We can now discard all OTUs that are likely not fungi from our OTU table:

bin/FAST/fast.py -assign_taxonomy -otu otu_table.txt -tax taxa.vsearch.fungi.txt -o otu_table.fungi.txt -remove_unassigned

From all fungal OTUs, keep the taxonomy with simialrity larger than 0.97. This is a very stringent filtering, you can lower the value if you want to include more assignment.

bin/FAST/fast.py -filter_taxonomy -i taxa.vsearch.fungi.txt -op taxa.vsearch.species.txt -match_length 0 -pident 97

Assign taxa to those OTUs pass the simialrity threshold for species, the others will be "no_hit". You can also attach all matching score to the OTU table by using -scores option.

bin/FAST/fast.py -assign_taxonomy -otu otu_table.fungi.txt -tax taxa.vsearch.species.txt -o otu_table.taxa.txt

9. Rarefy the OTU table.

Let's take a look at the sequencing depth and OTU count again for each sample:

bin/FAST/fast.py -summary_otu_table -otu otu_table.taxa.txt -o otu_report2.txt

If you sum up all samples, we got 91,058 sequences in the unrarefied OTU table, this is 75.8% of our raw sequences. It seems that 14,000 is a good depth to rarefy our samples.

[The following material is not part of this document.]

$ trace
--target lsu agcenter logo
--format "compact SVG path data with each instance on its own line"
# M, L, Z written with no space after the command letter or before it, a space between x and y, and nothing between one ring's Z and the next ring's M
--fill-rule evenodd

Usually people will then rarefy the OTU table down to a certain depth (usually the lowest depth). In this pipeline, the rarefaction can be iterated multiple times for each sample (1,000), and the sample with medium OTU richness will be picked to include in the final OTU table. Rarefy the OTU table to certain depth with 1,000 iterations:

bin/FAST/fast.py -rarefy_otu_table -otu otu_table.taxa.txt -o otu.table.taxa.rare.txt -d 9000 -iter 1000 -t 4

The file otu.table.taxa.rare.txt is the final product of our data set.